Most of these 21 headings are self-explanatory semantic fields, with the exceptions of 13 Jiji for miscellaneous words written with a single character, 14 Jūten reduplicative compounds (e.g., ji-ji 時時, literally "time time", "at times, occasionally"), and 15 Jōji synonym compounds (e.g., kanryaku 簡略, literally "simple simple", "simplicity, conciseness").
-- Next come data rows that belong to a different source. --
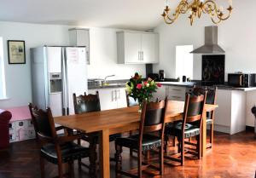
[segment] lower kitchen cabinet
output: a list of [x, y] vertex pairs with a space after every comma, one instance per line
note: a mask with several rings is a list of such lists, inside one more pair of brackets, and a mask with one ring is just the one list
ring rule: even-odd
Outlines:
[[156, 100], [157, 99], [160, 100], [165, 100], [166, 97], [166, 89], [168, 89], [168, 86], [162, 85], [157, 89], [156, 92], [153, 93], [153, 101]]
[[236, 134], [246, 129], [246, 92], [218, 89], [214, 130]]
[[108, 88], [89, 89], [89, 94], [99, 92], [102, 111], [127, 106], [126, 93], [125, 88]]
[[157, 89], [156, 93], [153, 94], [153, 100], [155, 100], [157, 98], [165, 100], [167, 96], [170, 100], [185, 101], [185, 95], [188, 89], [185, 86], [162, 85]]
[[166, 95], [171, 100], [185, 101], [186, 87], [168, 86]]

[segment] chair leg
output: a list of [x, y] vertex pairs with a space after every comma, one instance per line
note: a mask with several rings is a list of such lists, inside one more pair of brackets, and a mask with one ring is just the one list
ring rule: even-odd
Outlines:
[[212, 148], [213, 145], [213, 123], [211, 124], [211, 129], [210, 129], [210, 147]]
[[173, 136], [173, 139], [172, 139], [172, 146], [176, 146], [176, 137]]
[[143, 153], [140, 149], [137, 150], [137, 177], [142, 178], [143, 177]]
[[163, 146], [163, 144], [160, 147], [159, 158], [160, 158], [160, 175], [163, 175], [163, 174], [164, 174], [164, 146]]
[[90, 177], [96, 177], [96, 159], [97, 159], [97, 153], [96, 153], [96, 141], [94, 136], [90, 138], [90, 169], [89, 175]]
[[149, 163], [149, 160], [150, 160], [150, 151], [148, 150], [146, 152], [146, 159], [147, 159], [147, 162]]
[[62, 163], [58, 163], [58, 172], [59, 172], [59, 178], [63, 177], [63, 172], [62, 172]]
[[[130, 135], [130, 136], [132, 135], [132, 130], [130, 130], [129, 135]], [[130, 156], [131, 157], [132, 157], [132, 152], [133, 152], [133, 150], [131, 148], [130, 148]]]
[[122, 169], [122, 146], [115, 145], [115, 177], [119, 176], [119, 170]]
[[165, 153], [167, 153], [167, 146], [168, 146], [168, 140], [169, 137], [167, 135], [165, 135]]
[[70, 178], [73, 178], [73, 161], [68, 163], [68, 172]]
[[196, 142], [197, 142], [196, 150], [197, 150], [197, 153], [198, 153], [197, 158], [198, 158], [198, 159], [201, 159], [201, 135], [196, 136]]
[[44, 158], [40, 157], [40, 169], [41, 169], [41, 178], [44, 178]]
[[184, 147], [184, 144], [185, 144], [185, 141], [184, 141], [184, 139], [182, 138], [182, 141], [180, 141], [180, 146], [181, 146], [181, 165], [183, 166], [185, 164], [184, 163], [184, 159], [185, 159], [185, 147]]
[[[78, 145], [79, 145], [79, 146], [81, 145], [81, 139], [78, 139]], [[79, 170], [81, 171], [81, 169], [82, 169], [82, 164], [81, 164], [82, 159], [79, 158], [78, 161], [79, 161]]]
[[181, 141], [178, 141], [178, 142], [177, 142], [177, 152], [179, 153], [179, 152], [181, 152]]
These 21 Iroha jiruishō headings can be compared with the 24 used two centuries earlier in the Wamyō Ruijushō.

Unlike all the other major Heian Japanese dictionaries that followed Chinese dictionary traditions, the Iroha Jiruishōs phonetic ordering can undoubtedly be interpreted, says Don C. Bailey (1960:16), "as a sign of increasing independence from Chinese cultural influences." Most subsequent Japanese dictionaries, excepting kanji ones, were internally organized by pronunciation.